The only point we have arrived tho is that corpos are freeloaders and are riding the free work of the linux devs.
This ideology is not the way to make linux a viable alternative to win/mac.
Corpos have no reason to actually migrate their app to linux if there is no actual incentive (like a api for cloud storage support) by the linux community.
And we are talking about a on demand cloud file capable app. The app already has the logic. There is nothing on the other side for it to bind on dolphin to present file status or sync progress directly under the icon on dolphin etc.
This is basic work that dolphin has to present first and then the cloud vendors can utilize.
Yes they could very much so develop a system specifically for their app! Then the next corpo has to make their own system too etc etc.
Also what is their incentive to do that? the 0.1% userbase? lets try to be real… Its just the hard truth of the matter.
All I am asking here is if there is any traction for this feature to be developed. If there is no dev time available for this I fully understand. But as it is right now we still have no support for on demand file sync under linux in general, and guess where most users keep their stuff around the world… Every casual user I know keeps their files/photos under google drive/onedrive/dropbox/icloud exactly because they dont have enough storage for everything and also they want a “backup”. Linux is a nogo for ALL those users. If I had the skills I would love to change that.
In this case the company seems to have actually made a Linux client, unlike others like Google, Microsoft or Apple.
What they are currently lacking is integration.
They can already do on-demand download by integrating their client as a file system using FUSE.
Once they have that, hey can also provide information about the sync status as file system attributes.
They can also provide a D-Bus interface in their client for UI to trigger on-demand upload.
The other way around.
The sync service needs to provide the data (and status attributes) and API for Dolphin to call into.
They can also try using Dolphins plugin API for version control systems as that can already show things like “file has local changes that have not been sent to the server yet” and has actions to trigger this.

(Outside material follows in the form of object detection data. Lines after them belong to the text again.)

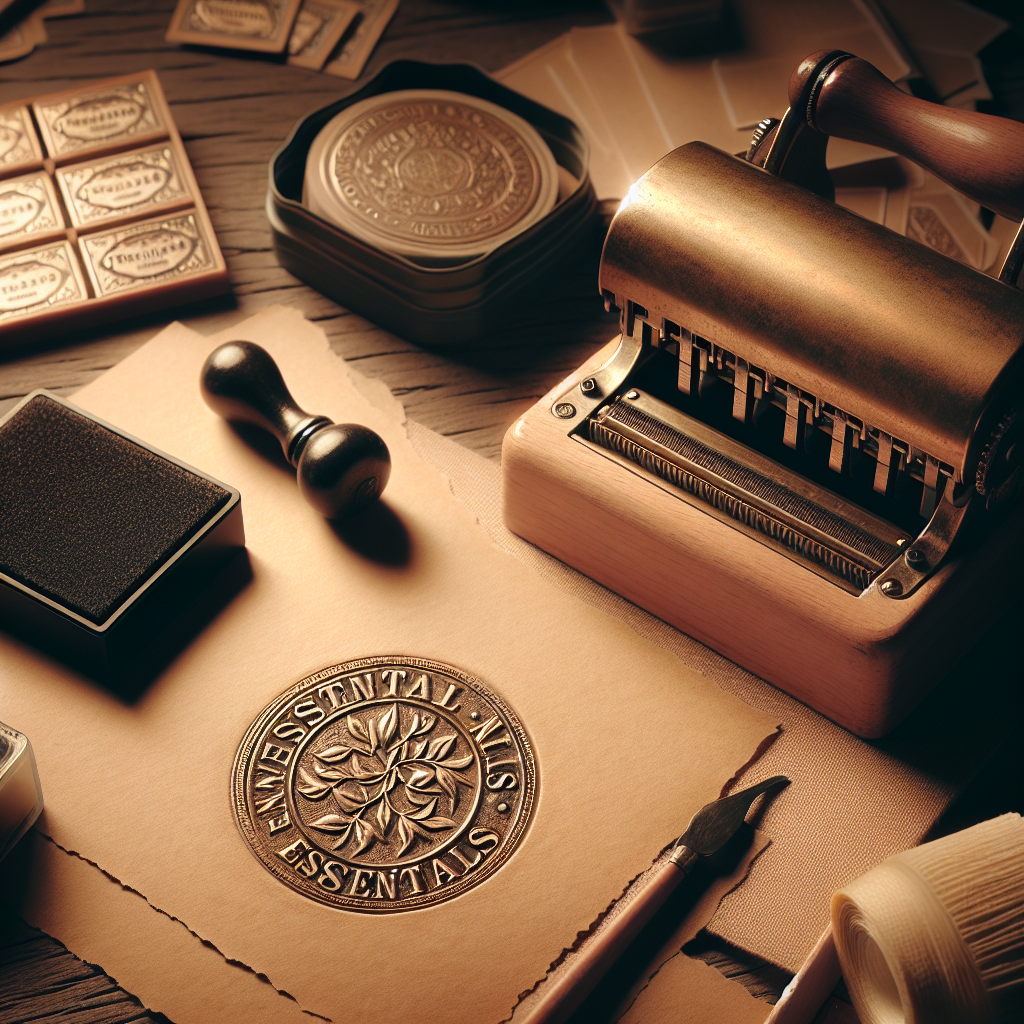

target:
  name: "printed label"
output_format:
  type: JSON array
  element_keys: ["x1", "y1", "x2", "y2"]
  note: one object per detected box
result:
[
  {"x1": 0, "y1": 260, "x2": 69, "y2": 313},
  {"x1": 0, "y1": 125, "x2": 22, "y2": 161},
  {"x1": 53, "y1": 96, "x2": 146, "y2": 142},
  {"x1": 0, "y1": 190, "x2": 45, "y2": 238},
  {"x1": 76, "y1": 164, "x2": 171, "y2": 210},
  {"x1": 193, "y1": 0, "x2": 275, "y2": 39},
  {"x1": 101, "y1": 228, "x2": 197, "y2": 281}
]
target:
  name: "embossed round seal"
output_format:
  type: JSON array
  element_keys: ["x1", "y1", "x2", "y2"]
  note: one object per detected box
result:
[
  {"x1": 306, "y1": 89, "x2": 558, "y2": 257},
  {"x1": 231, "y1": 656, "x2": 537, "y2": 913}
]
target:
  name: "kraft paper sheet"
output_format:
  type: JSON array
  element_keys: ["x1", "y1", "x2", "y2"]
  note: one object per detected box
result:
[
  {"x1": 0, "y1": 308, "x2": 774, "y2": 1024},
  {"x1": 409, "y1": 419, "x2": 1020, "y2": 978}
]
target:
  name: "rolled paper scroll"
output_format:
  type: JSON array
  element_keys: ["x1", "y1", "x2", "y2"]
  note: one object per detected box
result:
[{"x1": 831, "y1": 814, "x2": 1024, "y2": 1024}]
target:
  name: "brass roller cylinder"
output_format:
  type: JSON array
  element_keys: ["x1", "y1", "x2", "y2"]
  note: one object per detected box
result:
[{"x1": 600, "y1": 142, "x2": 1024, "y2": 481}]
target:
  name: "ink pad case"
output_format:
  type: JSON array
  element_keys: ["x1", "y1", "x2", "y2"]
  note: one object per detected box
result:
[
  {"x1": 266, "y1": 60, "x2": 598, "y2": 347},
  {"x1": 0, "y1": 390, "x2": 245, "y2": 681}
]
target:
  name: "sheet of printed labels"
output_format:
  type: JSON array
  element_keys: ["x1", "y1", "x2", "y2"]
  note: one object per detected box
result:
[{"x1": 0, "y1": 308, "x2": 790, "y2": 1024}]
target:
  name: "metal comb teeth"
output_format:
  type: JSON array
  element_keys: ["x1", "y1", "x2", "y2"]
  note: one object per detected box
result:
[{"x1": 588, "y1": 390, "x2": 910, "y2": 592}]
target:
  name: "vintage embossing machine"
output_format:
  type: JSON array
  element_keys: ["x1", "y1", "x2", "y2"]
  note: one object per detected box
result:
[{"x1": 503, "y1": 51, "x2": 1024, "y2": 736}]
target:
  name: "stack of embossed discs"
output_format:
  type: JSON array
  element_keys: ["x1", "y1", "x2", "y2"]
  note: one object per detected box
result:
[
  {"x1": 0, "y1": 72, "x2": 228, "y2": 343},
  {"x1": 304, "y1": 89, "x2": 561, "y2": 266}
]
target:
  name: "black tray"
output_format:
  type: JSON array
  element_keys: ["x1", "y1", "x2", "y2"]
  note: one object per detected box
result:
[{"x1": 266, "y1": 60, "x2": 597, "y2": 346}]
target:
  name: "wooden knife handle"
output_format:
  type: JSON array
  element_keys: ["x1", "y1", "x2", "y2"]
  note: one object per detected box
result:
[
  {"x1": 790, "y1": 50, "x2": 1024, "y2": 221},
  {"x1": 523, "y1": 847, "x2": 697, "y2": 1024}
]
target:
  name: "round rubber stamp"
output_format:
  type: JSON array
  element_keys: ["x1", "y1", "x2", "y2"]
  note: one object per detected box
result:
[{"x1": 231, "y1": 656, "x2": 537, "y2": 913}]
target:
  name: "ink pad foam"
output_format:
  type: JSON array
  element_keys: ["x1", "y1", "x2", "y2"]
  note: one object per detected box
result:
[{"x1": 0, "y1": 391, "x2": 245, "y2": 679}]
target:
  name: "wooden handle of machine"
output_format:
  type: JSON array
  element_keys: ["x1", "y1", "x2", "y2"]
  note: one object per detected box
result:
[{"x1": 790, "y1": 50, "x2": 1024, "y2": 221}]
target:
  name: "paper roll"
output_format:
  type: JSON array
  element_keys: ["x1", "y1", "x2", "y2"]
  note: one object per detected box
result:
[{"x1": 831, "y1": 814, "x2": 1024, "y2": 1024}]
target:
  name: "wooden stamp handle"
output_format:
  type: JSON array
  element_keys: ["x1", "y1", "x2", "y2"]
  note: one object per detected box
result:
[{"x1": 790, "y1": 50, "x2": 1024, "y2": 221}]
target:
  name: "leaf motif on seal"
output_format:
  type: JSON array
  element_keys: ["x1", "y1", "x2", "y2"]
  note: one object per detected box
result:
[
  {"x1": 299, "y1": 703, "x2": 473, "y2": 853},
  {"x1": 232, "y1": 663, "x2": 538, "y2": 914}
]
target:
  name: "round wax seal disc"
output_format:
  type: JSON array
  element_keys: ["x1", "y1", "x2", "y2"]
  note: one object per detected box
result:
[
  {"x1": 305, "y1": 89, "x2": 558, "y2": 258},
  {"x1": 231, "y1": 655, "x2": 537, "y2": 913}
]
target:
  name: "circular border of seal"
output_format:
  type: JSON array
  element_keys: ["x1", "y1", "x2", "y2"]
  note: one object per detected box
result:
[
  {"x1": 231, "y1": 654, "x2": 538, "y2": 914},
  {"x1": 303, "y1": 89, "x2": 559, "y2": 259}
]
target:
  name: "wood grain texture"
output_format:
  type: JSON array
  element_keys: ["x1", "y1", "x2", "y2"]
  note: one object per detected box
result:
[
  {"x1": 0, "y1": 0, "x2": 614, "y2": 1024},
  {"x1": 0, "y1": 0, "x2": 613, "y2": 458},
  {"x1": 0, "y1": 0, "x2": 1024, "y2": 1024}
]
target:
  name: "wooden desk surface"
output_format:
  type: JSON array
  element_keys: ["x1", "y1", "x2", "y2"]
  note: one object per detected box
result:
[
  {"x1": 0, "y1": 0, "x2": 614, "y2": 458},
  {"x1": 0, "y1": 0, "x2": 614, "y2": 1024},
  {"x1": 0, "y1": 0, "x2": 1024, "y2": 1024}
]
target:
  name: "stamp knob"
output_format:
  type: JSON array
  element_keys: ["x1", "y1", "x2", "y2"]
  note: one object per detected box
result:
[{"x1": 200, "y1": 341, "x2": 391, "y2": 519}]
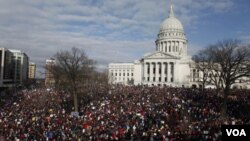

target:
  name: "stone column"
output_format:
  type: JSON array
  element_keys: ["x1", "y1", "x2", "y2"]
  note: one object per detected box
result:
[
  {"x1": 161, "y1": 62, "x2": 165, "y2": 82},
  {"x1": 172, "y1": 63, "x2": 175, "y2": 82},
  {"x1": 149, "y1": 62, "x2": 154, "y2": 82},
  {"x1": 167, "y1": 62, "x2": 171, "y2": 82},
  {"x1": 143, "y1": 62, "x2": 148, "y2": 81},
  {"x1": 155, "y1": 62, "x2": 159, "y2": 82}
]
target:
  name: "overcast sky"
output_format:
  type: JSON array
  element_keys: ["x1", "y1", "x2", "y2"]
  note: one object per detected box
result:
[{"x1": 0, "y1": 0, "x2": 250, "y2": 75}]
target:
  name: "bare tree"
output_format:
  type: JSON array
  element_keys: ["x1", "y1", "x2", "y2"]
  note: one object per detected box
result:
[
  {"x1": 193, "y1": 50, "x2": 210, "y2": 90},
  {"x1": 52, "y1": 47, "x2": 94, "y2": 112},
  {"x1": 195, "y1": 40, "x2": 250, "y2": 117}
]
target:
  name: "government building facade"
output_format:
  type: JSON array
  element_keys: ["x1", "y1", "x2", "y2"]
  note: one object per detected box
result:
[{"x1": 108, "y1": 4, "x2": 250, "y2": 87}]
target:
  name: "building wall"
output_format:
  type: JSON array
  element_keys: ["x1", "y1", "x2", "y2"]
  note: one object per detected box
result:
[
  {"x1": 10, "y1": 49, "x2": 29, "y2": 85},
  {"x1": 109, "y1": 63, "x2": 134, "y2": 85},
  {"x1": 0, "y1": 48, "x2": 14, "y2": 87},
  {"x1": 28, "y1": 62, "x2": 36, "y2": 79}
]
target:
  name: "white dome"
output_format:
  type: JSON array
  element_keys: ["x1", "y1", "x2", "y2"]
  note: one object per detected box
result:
[{"x1": 160, "y1": 17, "x2": 183, "y2": 31}]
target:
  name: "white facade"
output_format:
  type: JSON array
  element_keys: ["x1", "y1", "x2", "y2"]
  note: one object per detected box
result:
[
  {"x1": 109, "y1": 5, "x2": 192, "y2": 86},
  {"x1": 109, "y1": 5, "x2": 250, "y2": 88}
]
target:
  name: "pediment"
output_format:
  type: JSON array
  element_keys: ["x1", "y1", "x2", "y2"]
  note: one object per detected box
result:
[{"x1": 143, "y1": 52, "x2": 178, "y2": 59}]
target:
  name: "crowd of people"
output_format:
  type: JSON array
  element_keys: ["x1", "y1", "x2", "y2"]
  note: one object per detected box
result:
[{"x1": 0, "y1": 86, "x2": 250, "y2": 141}]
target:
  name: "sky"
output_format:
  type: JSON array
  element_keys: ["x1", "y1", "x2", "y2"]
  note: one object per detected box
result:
[{"x1": 0, "y1": 0, "x2": 250, "y2": 77}]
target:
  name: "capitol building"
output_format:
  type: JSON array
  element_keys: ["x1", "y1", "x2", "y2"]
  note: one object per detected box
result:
[{"x1": 108, "y1": 4, "x2": 250, "y2": 87}]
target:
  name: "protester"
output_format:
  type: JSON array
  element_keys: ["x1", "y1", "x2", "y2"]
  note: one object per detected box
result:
[{"x1": 0, "y1": 85, "x2": 250, "y2": 141}]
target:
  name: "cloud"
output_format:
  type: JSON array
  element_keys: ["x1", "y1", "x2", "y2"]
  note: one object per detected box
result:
[{"x1": 0, "y1": 0, "x2": 233, "y2": 77}]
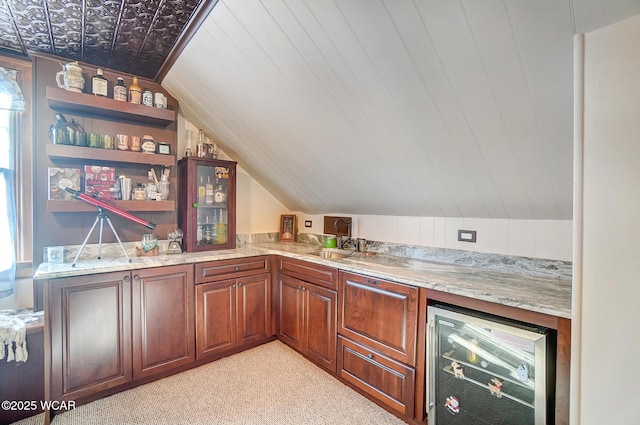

You need to ask the developers of the sync client. Dolphin developers can only help with the last step, the other steps need to be done by them.
Paradoxically some of these companies lack the necessary skills.
They have Linux specialists as this is what they servers/backends use but they tend to have separate server and client teams and the latter often don’t have Linux people available.
Whether that is the case here or lack of dev time is hard to say.